Some of the wording led banks deny mortgages to those accessing the program.
“The wording specifically caused lending banks to see it as a contribution to the mortgage,” Coun. Dawn Kilmer said during the Jan. 25 regular council meeting. “By changing this program we’re hoping to enhance the people that wish to become homeowners.”
Seven of the City’s eight councillors approved continuing the program with some changes, despite a lack of uptake since it was created. Coun. Tony Head was the only elected official to oppose it.
“It’s the availability of just a little boost to help them become first time homeowners,” Kilmer said.
Applicants can get 50 per cent of their needed down payment to a maximum of $5,000 or they can get funding up to $2,000 for closing costs.
A third avenue is to ask for grant funding that will pay for significant or immediate home repairs. The money would cover one-half of the cost of the work up to a maximum of $5,000.
Work such as replacing or fixing a furnace, secondary heat source, water heater, shingles, windows and wiring are examples.
In the proposal to council, staff explained that the changes shift the focus from a specific type of applicant to moving people through the ‘housing continuum’.
The maximum value of eligible home is $200,000 and household income is capped at $80,000.
As Craig Guidinger, Director of Planning, explained, people that can save money for a down payment sometimes have problems paying for large repairs.
“Anecdotally, we have talked to a lot of lending agencies and they have told us that people save for a down payment – they can save for a home but its either/or,” he explained. “They don’t have money for a down payment and money to replace a furnace or replace shingles on their property. They have said that a program like this certainly does help.”

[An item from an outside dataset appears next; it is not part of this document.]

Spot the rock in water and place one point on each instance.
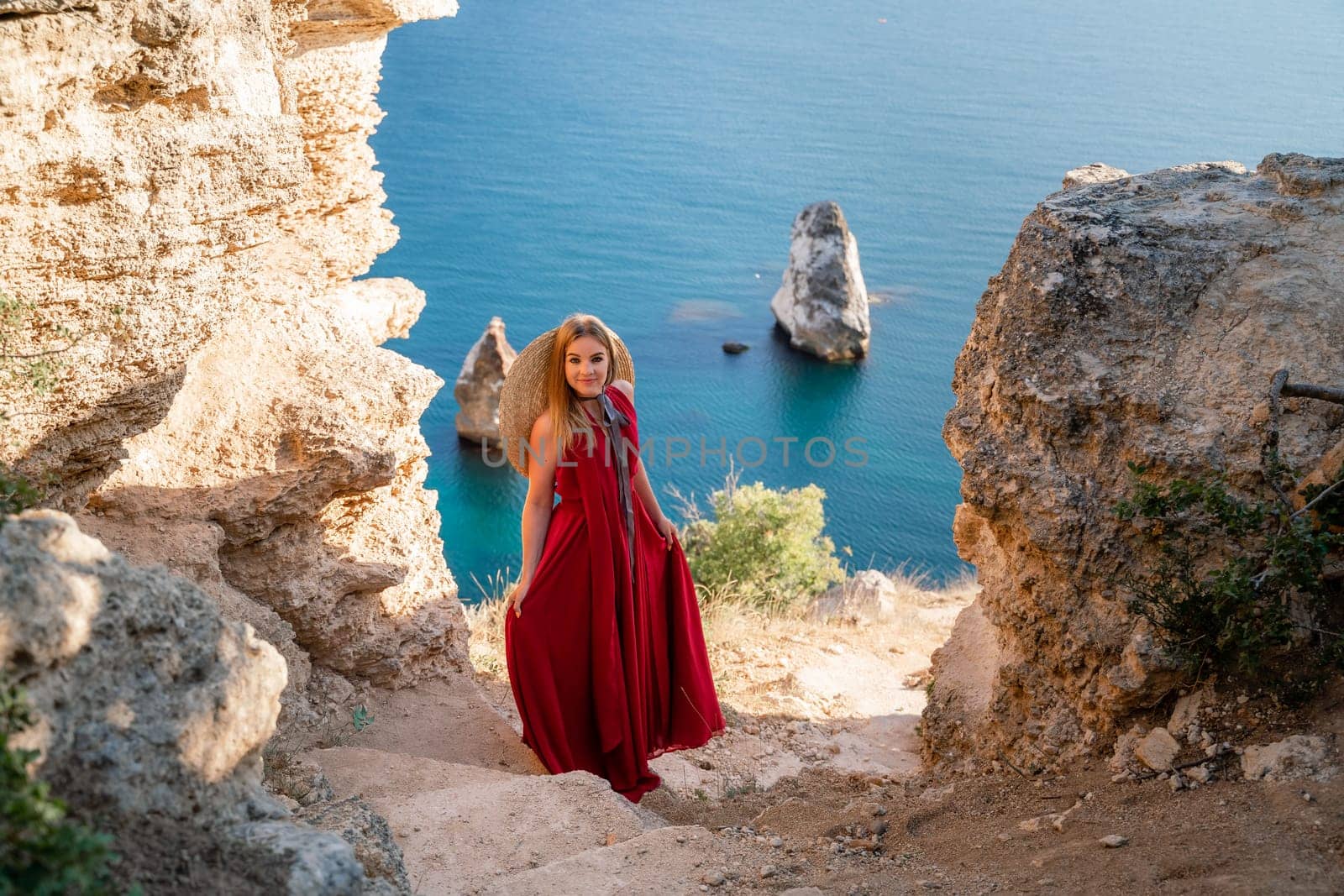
(823, 302)
(479, 383)
(1093, 174)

Coun. Tony Head, who voted against the changes, discussed using some of the money in the housing reserve for areas, such as a $10,000 grant to the newly expanded overnight shelter being operated by the Prince Albert Grand Council.

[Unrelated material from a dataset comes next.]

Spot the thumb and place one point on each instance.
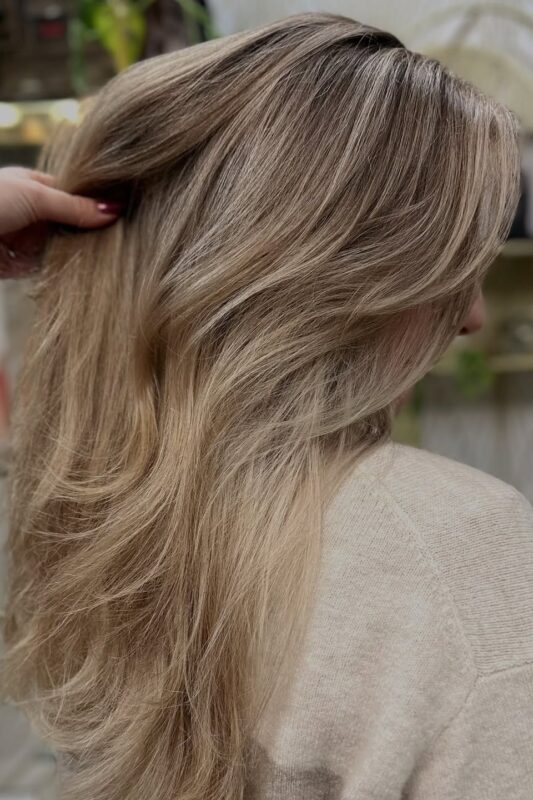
(54, 205)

He said the uptake on the program was limited, pointing out that no actual applicants met the criteria.
“I don’t know how many people are going to apply for or qualify for these programs, even with the changes,” he said.
Some councillors expressed concern over what they called downloading of responsibility from higher levels of government, such as the province or the federal government.

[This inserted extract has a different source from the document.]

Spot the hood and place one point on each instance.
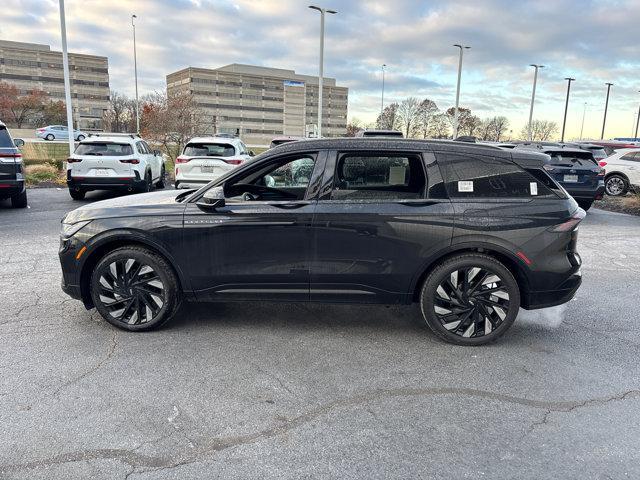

“If the birth of this program is a result of the province stepping away, I‘m concerned about us filling the void, us filling the gap. If we continue the practice of filling in the void every time another level of government walks away from an existing program, frankly we can’t afford anything to fill the void,” said Coun. Ted Zurakowski. He said that the program fills a need in the community.
Coun. Dennis Ogrodnick had similar concerns, but said that helping people become home owners has long term benefits to the City.
“A first time home buyer is finally going to get their own place. They are then going contribute in the form of taxes back to the city. It’s a small investment on the part of the city to get and to build our tax base,” he said.
“The renovation is the same thing. If we’re going to approve properties that are run down, it’s going to improve the assessed value of that property by investing into those neighbourhoods. We will see the return in the long run.”
At the recommendation of staff, the secondary suite program was discontinued.